How do you write pc absence into your story hours?


----------



## Sniktch (Jan 20, 2003)

I either have another PC run them if its critical for continuity or I have the character come down with the flu and sit back at camp for the session.  This happened frequently in my Prelude, but in CotSQ there have been no good times for PC's to sit out and they've been run by the other players.


----------



## ForceUser (Jan 20, 2003)

I run them as NPCs. If the (N)PC gets killed while the owner is away, them's the breaks. Show up next time.


----------



## Celtavian (Jan 20, 2003)

*Re*

You forgot the option of "We play different characters if someone doesn't show up." In my campaigns, it is usually the same person that does not show up, so we have made alternate characters that we run when the person in question does not show or maybe we play a different game.


----------



## Silver Moon (Jan 20, 2003)

We keep copies of the characters sheets, so that if someone is missing the other players just play them as an NPC.   If several players missing I usually come up with an excuse to temporarily split the party up into two groups, and just focus on the ones that are there.    

We once had a player who was away at college, and could only make the occassional game.  His character liked to drink, and soon acquired himself a Pooka, which worked as a great plot device to remove and then reinsert the character.


----------



## Maidenfine (Jan 21, 2003)

In my current campaign I have a lot of NPCs created and all the PCs have jobs within the campaign. It makes it easy to just say "hey, Bob had to work today so he wasn't with us when we killed the bad guy." Of course, that only works because I run a city based campaign. If they ever left the city it would be a whole lot harder to write up things like that.


----------



## pogre (Jan 21, 2003)

Knocking on wood...

Everyone knows when the game is and no one has missed.

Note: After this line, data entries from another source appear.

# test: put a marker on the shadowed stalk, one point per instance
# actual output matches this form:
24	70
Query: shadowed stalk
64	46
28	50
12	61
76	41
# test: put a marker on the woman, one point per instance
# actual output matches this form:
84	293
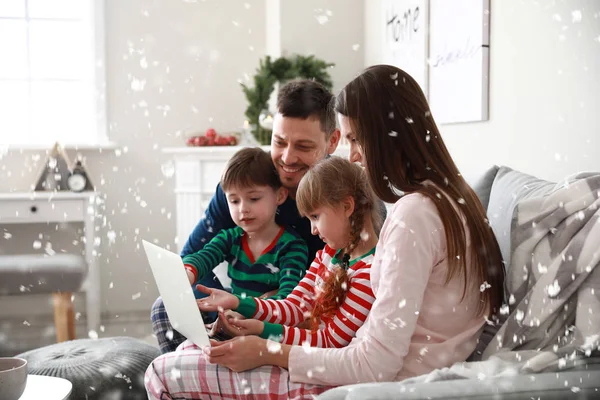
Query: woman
437	273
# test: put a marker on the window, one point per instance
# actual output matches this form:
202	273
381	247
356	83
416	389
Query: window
52	72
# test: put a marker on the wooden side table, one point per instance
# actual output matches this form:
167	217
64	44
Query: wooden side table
46	207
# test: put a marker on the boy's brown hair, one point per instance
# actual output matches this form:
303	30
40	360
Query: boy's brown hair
250	166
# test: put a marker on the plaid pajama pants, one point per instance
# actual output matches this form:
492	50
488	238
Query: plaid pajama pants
185	374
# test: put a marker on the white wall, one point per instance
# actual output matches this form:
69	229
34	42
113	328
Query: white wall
544	89
330	29
190	56
195	53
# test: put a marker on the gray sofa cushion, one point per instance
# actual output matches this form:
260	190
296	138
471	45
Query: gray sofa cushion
483	185
509	188
547	386
111	368
36	273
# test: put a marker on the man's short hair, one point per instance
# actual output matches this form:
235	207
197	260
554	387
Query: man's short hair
250	166
305	99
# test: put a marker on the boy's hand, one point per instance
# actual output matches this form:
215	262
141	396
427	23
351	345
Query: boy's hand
217	300
240	327
190	275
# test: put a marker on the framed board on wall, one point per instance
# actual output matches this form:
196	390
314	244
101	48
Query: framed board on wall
404	25
459	52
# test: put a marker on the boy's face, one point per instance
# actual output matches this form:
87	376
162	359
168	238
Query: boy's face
253	208
296	145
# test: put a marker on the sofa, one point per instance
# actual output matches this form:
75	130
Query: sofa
500	190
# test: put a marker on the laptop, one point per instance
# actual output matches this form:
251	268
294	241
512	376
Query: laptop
176	292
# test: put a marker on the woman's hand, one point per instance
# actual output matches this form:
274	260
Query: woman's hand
233	326
217	300
247	352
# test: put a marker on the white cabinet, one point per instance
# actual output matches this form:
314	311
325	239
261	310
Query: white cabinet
197	172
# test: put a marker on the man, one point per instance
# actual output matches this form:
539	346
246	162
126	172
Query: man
304	132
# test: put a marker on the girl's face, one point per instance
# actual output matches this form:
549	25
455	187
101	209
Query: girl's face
356	154
332	225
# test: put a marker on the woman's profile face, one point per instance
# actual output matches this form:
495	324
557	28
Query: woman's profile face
356	154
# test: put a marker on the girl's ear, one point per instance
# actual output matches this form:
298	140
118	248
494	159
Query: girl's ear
348	205
281	195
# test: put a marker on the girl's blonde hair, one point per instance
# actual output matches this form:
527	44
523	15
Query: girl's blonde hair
328	184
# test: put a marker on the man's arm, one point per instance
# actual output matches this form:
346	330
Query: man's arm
216	218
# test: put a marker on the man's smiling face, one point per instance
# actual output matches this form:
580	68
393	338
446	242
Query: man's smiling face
296	145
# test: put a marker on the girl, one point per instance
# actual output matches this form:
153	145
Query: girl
335	296
437	273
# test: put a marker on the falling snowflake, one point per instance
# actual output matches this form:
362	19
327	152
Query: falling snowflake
273	346
519	315
175	374
112	236
554	289
138	85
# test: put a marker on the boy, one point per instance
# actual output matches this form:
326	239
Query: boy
264	258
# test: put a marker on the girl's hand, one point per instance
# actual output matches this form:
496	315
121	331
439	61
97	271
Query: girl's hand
269	294
247	352
240	327
190	275
217	300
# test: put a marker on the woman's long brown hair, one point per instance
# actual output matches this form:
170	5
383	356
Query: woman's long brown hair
402	149
328	184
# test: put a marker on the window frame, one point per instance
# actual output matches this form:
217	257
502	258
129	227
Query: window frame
97	138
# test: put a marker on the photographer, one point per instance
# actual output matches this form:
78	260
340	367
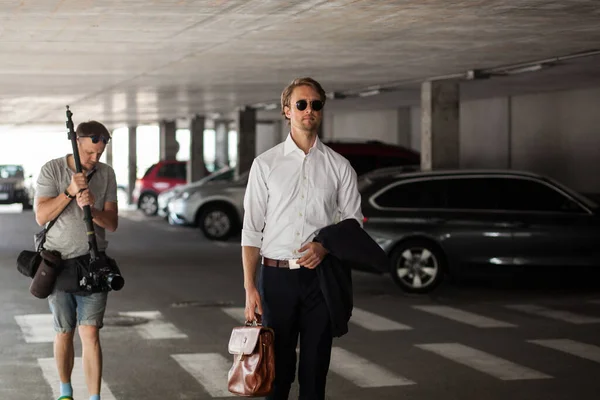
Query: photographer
60	188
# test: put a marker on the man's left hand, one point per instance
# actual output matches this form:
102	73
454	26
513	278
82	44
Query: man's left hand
85	198
314	253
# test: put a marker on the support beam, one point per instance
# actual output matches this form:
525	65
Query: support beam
168	142
221	143
440	106
196	169
109	150
132	164
246	139
404	127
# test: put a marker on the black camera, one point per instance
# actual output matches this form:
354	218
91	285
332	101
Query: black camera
102	278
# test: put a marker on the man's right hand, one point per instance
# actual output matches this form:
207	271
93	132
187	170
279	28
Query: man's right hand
252	303
78	183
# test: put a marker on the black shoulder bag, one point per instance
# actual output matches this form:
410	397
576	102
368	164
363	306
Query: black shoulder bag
29	261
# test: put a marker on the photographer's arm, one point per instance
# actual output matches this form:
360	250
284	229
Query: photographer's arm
48	208
107	218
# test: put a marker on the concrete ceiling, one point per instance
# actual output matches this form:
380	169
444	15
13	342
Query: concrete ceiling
136	61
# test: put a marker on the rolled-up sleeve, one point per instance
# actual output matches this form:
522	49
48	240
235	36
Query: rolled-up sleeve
47	182
348	195
255	207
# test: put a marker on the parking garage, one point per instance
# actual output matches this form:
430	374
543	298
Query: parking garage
467	85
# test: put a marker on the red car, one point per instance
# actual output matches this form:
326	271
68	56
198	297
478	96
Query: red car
159	177
373	154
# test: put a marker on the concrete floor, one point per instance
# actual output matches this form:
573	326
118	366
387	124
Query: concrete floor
479	340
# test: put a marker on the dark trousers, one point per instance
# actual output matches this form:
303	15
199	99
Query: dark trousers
293	305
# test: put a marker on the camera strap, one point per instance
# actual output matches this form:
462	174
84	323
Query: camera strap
89	178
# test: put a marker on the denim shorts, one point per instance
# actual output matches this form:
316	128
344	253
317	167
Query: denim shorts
70	310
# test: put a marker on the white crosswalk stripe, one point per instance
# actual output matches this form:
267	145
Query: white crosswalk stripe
483	362
48	366
209	369
374	322
362	372
583	350
37	328
156	327
561	315
365	319
464	317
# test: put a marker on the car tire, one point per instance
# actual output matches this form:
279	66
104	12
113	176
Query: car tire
418	266
148	204
217	222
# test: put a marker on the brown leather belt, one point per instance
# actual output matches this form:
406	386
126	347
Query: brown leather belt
269	262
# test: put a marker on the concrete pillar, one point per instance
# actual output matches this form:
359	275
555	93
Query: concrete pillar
221	143
168	142
132	165
440	105
108	150
280	129
321	129
246	139
196	166
404	127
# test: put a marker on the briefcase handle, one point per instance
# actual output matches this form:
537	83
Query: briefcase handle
257	320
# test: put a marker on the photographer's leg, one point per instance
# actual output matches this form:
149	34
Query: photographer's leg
92	357
91	316
63	307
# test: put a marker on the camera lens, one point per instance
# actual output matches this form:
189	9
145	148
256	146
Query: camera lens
116	282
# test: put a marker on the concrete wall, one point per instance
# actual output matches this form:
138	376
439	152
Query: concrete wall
558	134
485	133
554	133
375	125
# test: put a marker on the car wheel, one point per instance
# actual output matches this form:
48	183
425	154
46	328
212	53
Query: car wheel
216	222
417	266
148	204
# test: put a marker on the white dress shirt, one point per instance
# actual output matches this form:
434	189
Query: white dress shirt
291	196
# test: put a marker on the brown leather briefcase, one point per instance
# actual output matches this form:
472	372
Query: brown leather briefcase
253	369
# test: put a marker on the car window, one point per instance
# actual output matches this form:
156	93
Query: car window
467	193
149	170
420	194
181	171
528	195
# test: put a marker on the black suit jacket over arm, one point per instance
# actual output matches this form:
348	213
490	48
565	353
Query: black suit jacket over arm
347	244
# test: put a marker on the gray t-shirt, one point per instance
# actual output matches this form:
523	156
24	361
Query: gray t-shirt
68	235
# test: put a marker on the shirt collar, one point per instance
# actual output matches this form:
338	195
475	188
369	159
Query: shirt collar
66	165
290	145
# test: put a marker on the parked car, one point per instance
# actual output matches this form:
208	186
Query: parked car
373	154
454	222
12	186
159	177
224	174
216	208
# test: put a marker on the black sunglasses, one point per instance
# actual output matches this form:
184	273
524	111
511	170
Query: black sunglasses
96	139
315	105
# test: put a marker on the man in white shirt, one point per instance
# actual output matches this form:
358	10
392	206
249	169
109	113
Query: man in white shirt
295	189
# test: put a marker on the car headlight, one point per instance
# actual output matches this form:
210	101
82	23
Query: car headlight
383	242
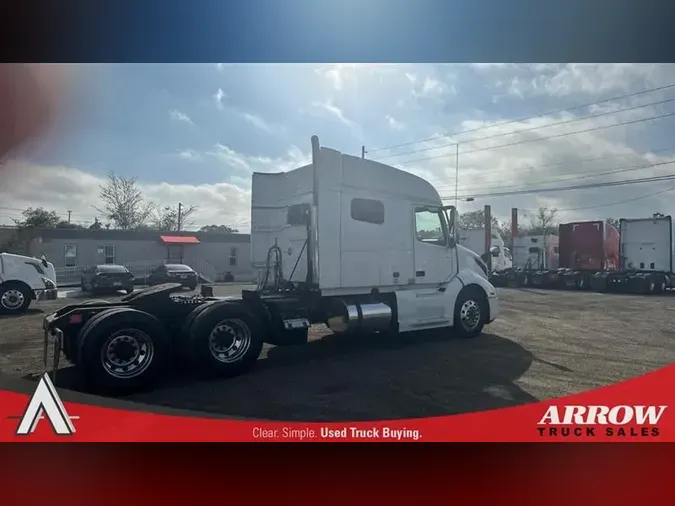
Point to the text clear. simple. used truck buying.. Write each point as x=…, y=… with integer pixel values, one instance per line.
x=24, y=279
x=593, y=255
x=352, y=243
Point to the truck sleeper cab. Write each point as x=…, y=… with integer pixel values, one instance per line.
x=23, y=280
x=351, y=243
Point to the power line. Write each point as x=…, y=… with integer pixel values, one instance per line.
x=574, y=176
x=652, y=179
x=530, y=129
x=524, y=141
x=557, y=164
x=626, y=201
x=509, y=122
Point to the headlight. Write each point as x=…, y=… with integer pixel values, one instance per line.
x=49, y=284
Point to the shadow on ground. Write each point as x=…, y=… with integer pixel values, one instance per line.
x=359, y=378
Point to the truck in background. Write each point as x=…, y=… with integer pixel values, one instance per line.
x=23, y=280
x=594, y=255
x=535, y=252
x=474, y=240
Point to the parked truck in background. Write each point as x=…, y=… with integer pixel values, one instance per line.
x=535, y=252
x=474, y=240
x=23, y=280
x=351, y=243
x=594, y=255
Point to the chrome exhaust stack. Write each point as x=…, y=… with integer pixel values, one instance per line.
x=347, y=317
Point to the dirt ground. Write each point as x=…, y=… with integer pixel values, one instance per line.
x=545, y=344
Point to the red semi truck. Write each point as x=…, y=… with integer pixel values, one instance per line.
x=587, y=247
x=593, y=255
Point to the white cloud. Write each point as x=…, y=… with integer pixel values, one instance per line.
x=400, y=104
x=262, y=124
x=218, y=97
x=179, y=116
x=394, y=123
x=328, y=108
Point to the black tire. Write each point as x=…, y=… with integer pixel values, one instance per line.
x=14, y=298
x=237, y=325
x=141, y=333
x=471, y=301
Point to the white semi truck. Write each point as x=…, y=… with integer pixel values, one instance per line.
x=23, y=280
x=344, y=241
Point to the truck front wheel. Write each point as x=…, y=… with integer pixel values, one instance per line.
x=225, y=340
x=14, y=298
x=471, y=312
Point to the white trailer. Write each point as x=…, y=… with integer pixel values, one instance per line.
x=345, y=241
x=645, y=256
x=24, y=279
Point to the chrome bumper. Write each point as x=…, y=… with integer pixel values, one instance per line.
x=47, y=294
x=495, y=308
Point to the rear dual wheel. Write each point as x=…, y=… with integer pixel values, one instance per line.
x=122, y=350
x=223, y=339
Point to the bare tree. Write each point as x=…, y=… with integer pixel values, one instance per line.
x=544, y=222
x=124, y=203
x=167, y=219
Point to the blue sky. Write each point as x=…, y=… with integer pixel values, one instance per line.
x=194, y=132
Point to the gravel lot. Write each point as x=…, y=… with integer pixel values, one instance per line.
x=546, y=344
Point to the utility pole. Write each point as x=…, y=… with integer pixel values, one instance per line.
x=456, y=172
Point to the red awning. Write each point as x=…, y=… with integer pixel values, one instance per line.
x=179, y=239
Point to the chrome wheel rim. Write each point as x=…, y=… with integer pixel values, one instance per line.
x=469, y=315
x=230, y=340
x=12, y=299
x=127, y=353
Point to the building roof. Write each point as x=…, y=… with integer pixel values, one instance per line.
x=179, y=239
x=75, y=234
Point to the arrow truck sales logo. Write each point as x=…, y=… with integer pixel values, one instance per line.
x=595, y=420
x=46, y=403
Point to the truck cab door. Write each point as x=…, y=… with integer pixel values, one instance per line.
x=435, y=262
x=434, y=259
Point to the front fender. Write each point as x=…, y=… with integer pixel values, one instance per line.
x=467, y=277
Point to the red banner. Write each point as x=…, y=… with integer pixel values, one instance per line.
x=635, y=410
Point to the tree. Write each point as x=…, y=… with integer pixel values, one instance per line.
x=124, y=203
x=167, y=219
x=219, y=229
x=474, y=220
x=38, y=218
x=97, y=225
x=613, y=222
x=544, y=223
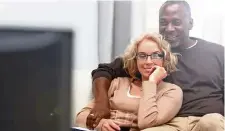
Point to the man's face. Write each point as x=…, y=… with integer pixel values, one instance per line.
x=174, y=24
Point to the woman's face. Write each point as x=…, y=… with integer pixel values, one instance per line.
x=148, y=56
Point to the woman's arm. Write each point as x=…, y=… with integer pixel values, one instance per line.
x=102, y=77
x=81, y=117
x=153, y=112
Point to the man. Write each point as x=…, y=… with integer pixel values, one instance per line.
x=200, y=75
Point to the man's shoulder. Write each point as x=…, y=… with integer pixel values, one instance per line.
x=209, y=46
x=206, y=43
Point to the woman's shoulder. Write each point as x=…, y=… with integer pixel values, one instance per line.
x=121, y=80
x=170, y=86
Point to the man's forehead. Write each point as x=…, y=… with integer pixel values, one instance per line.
x=176, y=10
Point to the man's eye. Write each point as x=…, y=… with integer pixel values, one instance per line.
x=176, y=22
x=156, y=55
x=142, y=55
x=162, y=22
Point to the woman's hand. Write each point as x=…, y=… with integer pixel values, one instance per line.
x=97, y=113
x=158, y=74
x=110, y=125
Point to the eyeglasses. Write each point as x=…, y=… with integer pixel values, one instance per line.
x=153, y=56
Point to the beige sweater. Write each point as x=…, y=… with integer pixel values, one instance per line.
x=157, y=104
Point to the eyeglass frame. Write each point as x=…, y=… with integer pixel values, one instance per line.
x=162, y=55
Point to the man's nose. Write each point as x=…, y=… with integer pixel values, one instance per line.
x=170, y=27
x=149, y=60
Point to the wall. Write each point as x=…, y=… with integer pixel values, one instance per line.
x=78, y=15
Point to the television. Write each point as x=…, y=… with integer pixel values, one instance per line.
x=35, y=78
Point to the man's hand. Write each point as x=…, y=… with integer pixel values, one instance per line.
x=97, y=113
x=158, y=74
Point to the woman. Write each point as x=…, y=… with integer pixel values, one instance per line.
x=145, y=102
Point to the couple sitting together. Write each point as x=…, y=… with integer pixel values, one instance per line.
x=163, y=82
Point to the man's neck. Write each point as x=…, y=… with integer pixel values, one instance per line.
x=186, y=44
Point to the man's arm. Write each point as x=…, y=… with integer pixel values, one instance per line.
x=102, y=77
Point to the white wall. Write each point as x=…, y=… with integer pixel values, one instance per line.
x=78, y=15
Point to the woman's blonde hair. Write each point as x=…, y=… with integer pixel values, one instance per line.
x=129, y=56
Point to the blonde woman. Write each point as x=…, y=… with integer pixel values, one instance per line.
x=145, y=102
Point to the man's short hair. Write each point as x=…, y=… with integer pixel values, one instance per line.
x=180, y=2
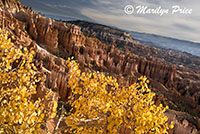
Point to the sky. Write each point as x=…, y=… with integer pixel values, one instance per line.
x=180, y=25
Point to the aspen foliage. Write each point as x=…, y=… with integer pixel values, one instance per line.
x=100, y=105
x=18, y=78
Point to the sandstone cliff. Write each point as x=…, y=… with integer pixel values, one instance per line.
x=54, y=41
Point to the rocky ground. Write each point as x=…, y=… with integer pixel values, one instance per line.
x=174, y=76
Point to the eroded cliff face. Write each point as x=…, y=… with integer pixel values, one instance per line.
x=55, y=41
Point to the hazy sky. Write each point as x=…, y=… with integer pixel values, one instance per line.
x=111, y=12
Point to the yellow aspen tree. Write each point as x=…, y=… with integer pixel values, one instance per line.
x=18, y=77
x=102, y=106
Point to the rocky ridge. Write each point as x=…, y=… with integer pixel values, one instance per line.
x=55, y=41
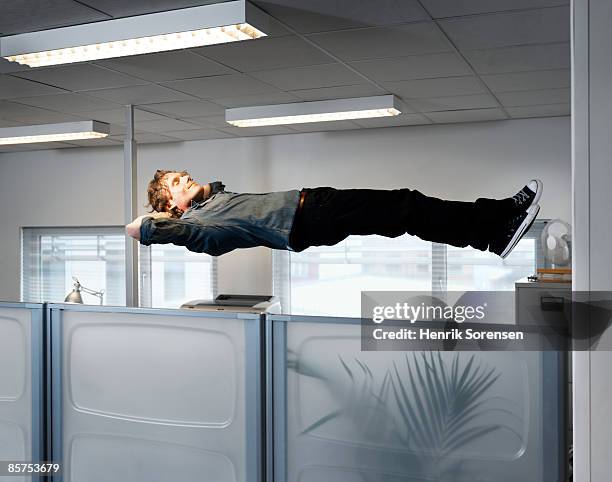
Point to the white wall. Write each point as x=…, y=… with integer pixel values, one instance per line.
x=460, y=161
x=592, y=257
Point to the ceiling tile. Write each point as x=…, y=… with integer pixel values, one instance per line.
x=520, y=59
x=534, y=97
x=325, y=15
x=453, y=103
x=9, y=110
x=167, y=66
x=221, y=86
x=257, y=131
x=67, y=103
x=24, y=16
x=343, y=92
x=445, y=86
x=543, y=79
x=41, y=146
x=10, y=123
x=512, y=28
x=44, y=116
x=456, y=8
x=398, y=120
x=259, y=99
x=550, y=110
x=7, y=67
x=145, y=94
x=117, y=116
x=200, y=134
x=121, y=8
x=147, y=138
x=323, y=126
x=166, y=125
x=192, y=108
x=12, y=87
x=266, y=53
x=474, y=115
x=80, y=77
x=211, y=122
x=413, y=67
x=384, y=42
x=104, y=142
x=314, y=76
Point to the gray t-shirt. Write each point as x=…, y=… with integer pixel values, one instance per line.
x=226, y=221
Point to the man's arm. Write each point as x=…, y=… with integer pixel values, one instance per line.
x=133, y=229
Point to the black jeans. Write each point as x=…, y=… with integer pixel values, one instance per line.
x=329, y=215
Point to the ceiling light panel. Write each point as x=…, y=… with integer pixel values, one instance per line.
x=53, y=132
x=318, y=111
x=158, y=32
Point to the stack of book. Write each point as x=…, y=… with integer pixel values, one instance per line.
x=555, y=275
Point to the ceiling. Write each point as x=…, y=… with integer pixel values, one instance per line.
x=447, y=60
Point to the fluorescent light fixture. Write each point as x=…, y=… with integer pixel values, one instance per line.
x=318, y=111
x=67, y=131
x=157, y=32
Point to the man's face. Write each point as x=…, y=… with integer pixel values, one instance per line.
x=182, y=190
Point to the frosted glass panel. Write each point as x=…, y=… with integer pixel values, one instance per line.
x=387, y=416
x=97, y=374
x=12, y=355
x=153, y=397
x=15, y=385
x=145, y=459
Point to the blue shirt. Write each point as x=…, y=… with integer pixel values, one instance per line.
x=226, y=221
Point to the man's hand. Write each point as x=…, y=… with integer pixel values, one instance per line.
x=133, y=229
x=216, y=187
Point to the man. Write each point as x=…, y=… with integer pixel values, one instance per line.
x=205, y=218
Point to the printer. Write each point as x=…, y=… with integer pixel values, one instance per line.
x=237, y=303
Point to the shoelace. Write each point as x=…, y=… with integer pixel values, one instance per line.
x=520, y=197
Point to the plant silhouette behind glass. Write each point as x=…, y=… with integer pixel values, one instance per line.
x=430, y=408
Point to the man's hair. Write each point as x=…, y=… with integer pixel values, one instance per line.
x=159, y=196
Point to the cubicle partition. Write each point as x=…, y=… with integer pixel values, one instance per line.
x=21, y=384
x=155, y=395
x=183, y=395
x=342, y=414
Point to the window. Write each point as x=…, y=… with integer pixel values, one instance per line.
x=172, y=275
x=52, y=256
x=328, y=280
x=169, y=275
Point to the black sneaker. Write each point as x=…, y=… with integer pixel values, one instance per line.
x=512, y=231
x=528, y=196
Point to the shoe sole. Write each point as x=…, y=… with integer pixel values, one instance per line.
x=532, y=214
x=539, y=188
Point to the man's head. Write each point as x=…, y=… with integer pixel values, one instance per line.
x=173, y=192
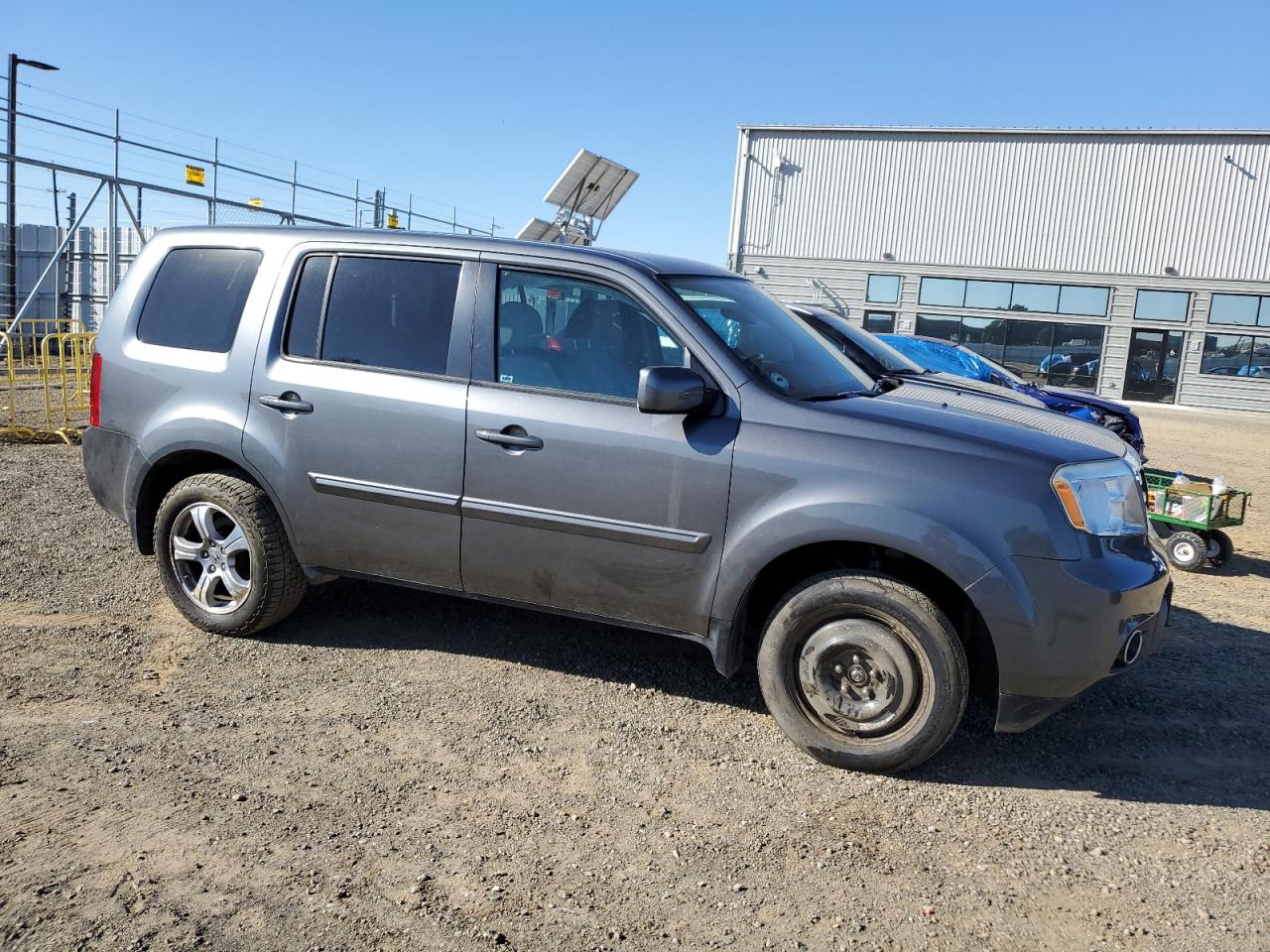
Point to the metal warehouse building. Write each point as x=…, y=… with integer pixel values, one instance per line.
x=1134, y=262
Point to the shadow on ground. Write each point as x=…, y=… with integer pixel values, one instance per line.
x=1192, y=725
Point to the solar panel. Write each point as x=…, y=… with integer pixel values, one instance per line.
x=592, y=185
x=539, y=230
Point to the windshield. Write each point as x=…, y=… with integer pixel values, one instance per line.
x=783, y=353
x=1003, y=371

We do have planned weeks we do not play such as during the holidays, etc.


----------



## Capellan (Jan 21, 2003)

*Company of the Random Encounter* is built around the premise of a rotating player line-up (we even have rules to force people to miss sessions) so writing characters in and out of the game usually occupies the first post of any adventure in the story hour.

We've only played one session of *In Hextor's Name* thus far, so it hasn't been an issue whether people were there or not.  However, should someone miss a game, Kull will no doubt mention it in disapproving tones during his next report to his superiors


----------